Il y a plusieurs années, l’AJCC a établi des critères pour évaluer les modèles de prédiction pour la stadification du cancer de la prostate – cependant, comme aucun modèle ne répondait aux critères, les désignations de stadification les plus récentes étaient basées sur le consensus d’experts dans le domaine, dit le co-senior de l’étude. auteur Daniel Spratt, MD, professeur de recherche Laurie Snow doté de radio-oncologie au Michigan Medicine.

“Aucun des modèles précédents évalués ne répondait aux critères, donc aucun d’entre eux ne pouvait être utilisé”, déclare Spratt. «Alors nous avons dit: ‘Eh bien, faisons-en un.’ Nous voulions qu’il soit transparent, robuste et validé, afin que nous puissions commencer à nous rapprocher de la communication en utilisant un système de stadification commun, similaire à d’autres cancers. À l’heure actuelle, nous classons principalement les personnes comme à faible risque, à risque intermédiaire ou à risque élevé – ce qui est un système assez brutal et imprécis. “

De plus, le nouveau système de notation est conçu pour pouvoir être utilisé dans le monde entier avec des informations communément recueillies sur un patient et son cancer.
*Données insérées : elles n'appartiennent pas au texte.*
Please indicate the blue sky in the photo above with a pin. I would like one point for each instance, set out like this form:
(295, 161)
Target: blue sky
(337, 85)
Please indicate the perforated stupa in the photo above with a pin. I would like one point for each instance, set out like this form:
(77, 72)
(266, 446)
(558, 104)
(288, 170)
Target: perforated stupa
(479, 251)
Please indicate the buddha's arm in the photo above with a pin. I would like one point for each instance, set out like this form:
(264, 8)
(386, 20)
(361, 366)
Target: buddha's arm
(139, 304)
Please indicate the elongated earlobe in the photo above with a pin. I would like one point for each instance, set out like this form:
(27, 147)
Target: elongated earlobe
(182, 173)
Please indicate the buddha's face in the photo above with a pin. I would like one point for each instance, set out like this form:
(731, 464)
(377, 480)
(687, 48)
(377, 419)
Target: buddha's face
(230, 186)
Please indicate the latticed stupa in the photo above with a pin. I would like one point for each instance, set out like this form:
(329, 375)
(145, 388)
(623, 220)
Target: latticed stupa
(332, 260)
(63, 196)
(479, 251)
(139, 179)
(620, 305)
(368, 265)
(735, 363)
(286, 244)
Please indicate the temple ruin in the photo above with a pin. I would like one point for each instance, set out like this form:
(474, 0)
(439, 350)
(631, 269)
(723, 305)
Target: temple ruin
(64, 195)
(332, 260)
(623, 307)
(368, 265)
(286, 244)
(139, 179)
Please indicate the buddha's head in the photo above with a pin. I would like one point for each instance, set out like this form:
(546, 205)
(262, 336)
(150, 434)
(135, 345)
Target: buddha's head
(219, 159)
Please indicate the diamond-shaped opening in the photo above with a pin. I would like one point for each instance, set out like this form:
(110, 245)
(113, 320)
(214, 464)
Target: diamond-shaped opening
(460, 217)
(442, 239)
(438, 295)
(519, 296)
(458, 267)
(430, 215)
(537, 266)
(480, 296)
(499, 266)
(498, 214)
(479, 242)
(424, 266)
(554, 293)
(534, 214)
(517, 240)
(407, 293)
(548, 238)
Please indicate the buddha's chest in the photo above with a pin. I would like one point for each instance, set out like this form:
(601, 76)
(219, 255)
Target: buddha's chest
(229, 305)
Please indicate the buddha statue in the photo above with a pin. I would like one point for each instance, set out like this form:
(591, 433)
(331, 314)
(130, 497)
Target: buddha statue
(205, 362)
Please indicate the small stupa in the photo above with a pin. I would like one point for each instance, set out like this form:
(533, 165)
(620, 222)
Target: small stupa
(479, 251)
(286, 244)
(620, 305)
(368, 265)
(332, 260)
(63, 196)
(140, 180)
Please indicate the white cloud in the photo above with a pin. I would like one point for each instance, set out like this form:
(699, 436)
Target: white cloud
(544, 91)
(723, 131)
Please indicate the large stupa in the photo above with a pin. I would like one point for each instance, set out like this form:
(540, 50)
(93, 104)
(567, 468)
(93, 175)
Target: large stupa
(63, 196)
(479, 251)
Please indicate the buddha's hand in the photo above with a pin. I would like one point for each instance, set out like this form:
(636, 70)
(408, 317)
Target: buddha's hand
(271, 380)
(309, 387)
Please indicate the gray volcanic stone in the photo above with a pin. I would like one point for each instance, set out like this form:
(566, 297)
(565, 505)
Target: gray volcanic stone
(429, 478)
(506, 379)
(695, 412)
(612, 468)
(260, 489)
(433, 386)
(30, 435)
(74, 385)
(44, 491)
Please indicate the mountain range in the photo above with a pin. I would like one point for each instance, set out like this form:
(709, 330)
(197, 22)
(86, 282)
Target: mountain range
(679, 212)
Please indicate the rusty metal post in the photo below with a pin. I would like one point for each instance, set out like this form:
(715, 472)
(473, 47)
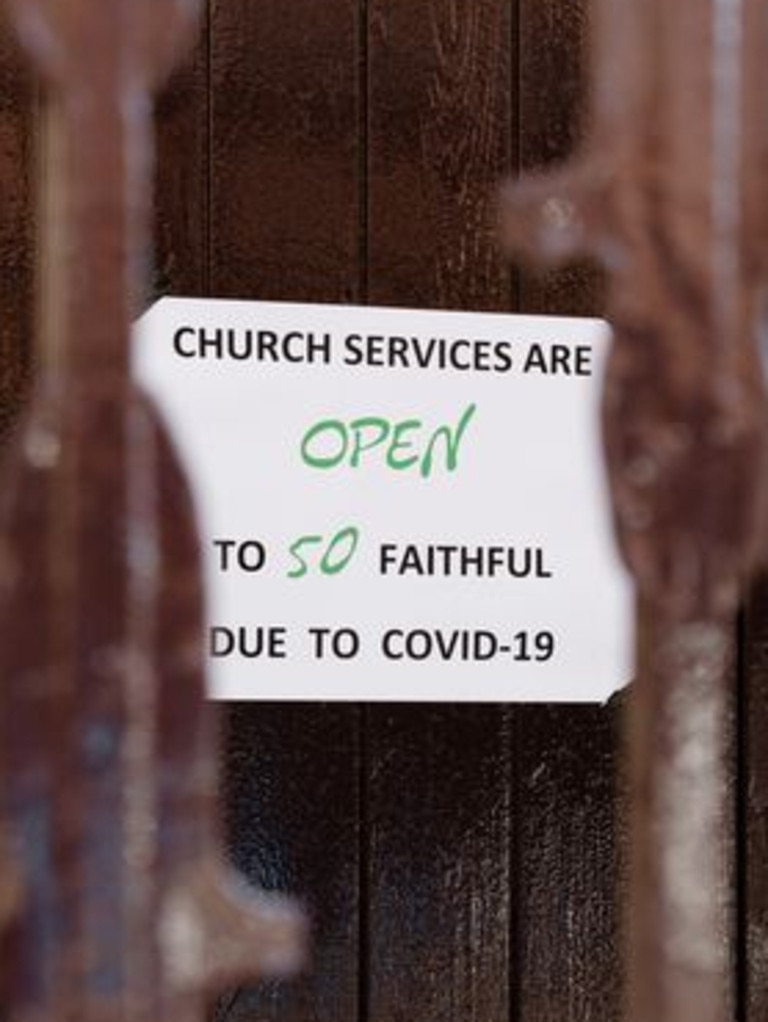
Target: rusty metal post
(110, 887)
(671, 194)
«Nous tirons parti d’un pilier de plus de trois décennies de recherche», déclare Dess. “Et nous voulions le faire de manière formelle et fournir le meilleur système de pronostic validé que nous pouvions proposer, simple, facile à utiliser et reposant sur des informations facilement disponibles.”

L’équipe a mis le système de notation à la disposition des médecins et des chercheurs du monde entier via une application Web à l’adresse STAR-CAP.org.

«Nous savons que certains des outils les plus récents dont nous disposons et qui viennent juste d’être mis en ligne, comme la génomique ou l’imagerie moléculaire, pourraient améliorer ce système, mais nous voulions créer le modèle le meilleur et le plus accessible sur la base des données dont nous disposons actuellement. que de nouveaux outils peuvent nous aider à développer des modèles encore meilleurs à l’avenir », déclare Dess.

Dess et Spratt ont souligné que l’effort n’aurait pas été possible sans le co-premier auteur Krithika Suresh, Ph.D., ancien étudiant diplômé en biostatistique, et co-auteur principal Matthew Schipper, Ph.D., professeur de recherche en biostatistique à l’École de santé publique et professeur agrégé de recherche en radio-oncologie à Michigan Medicine, qui a dirigé les analyses statistiques complexes du travail. Elizabeth Chase, doctorante en biostatistique, a également joué un rôle déterminant, en aidant à concevoir et à développer l’application Web en ligne, ont-ils déclaré.

Le travail n’aurait pas non plus été possible sans la participation de nombreux collaborateurs nationaux et internationaux.

«Ce travail ne se fait que si vous avez l’esprit de collaboration des chercheurs à travers le pays et dans le monde», ajoute Dess.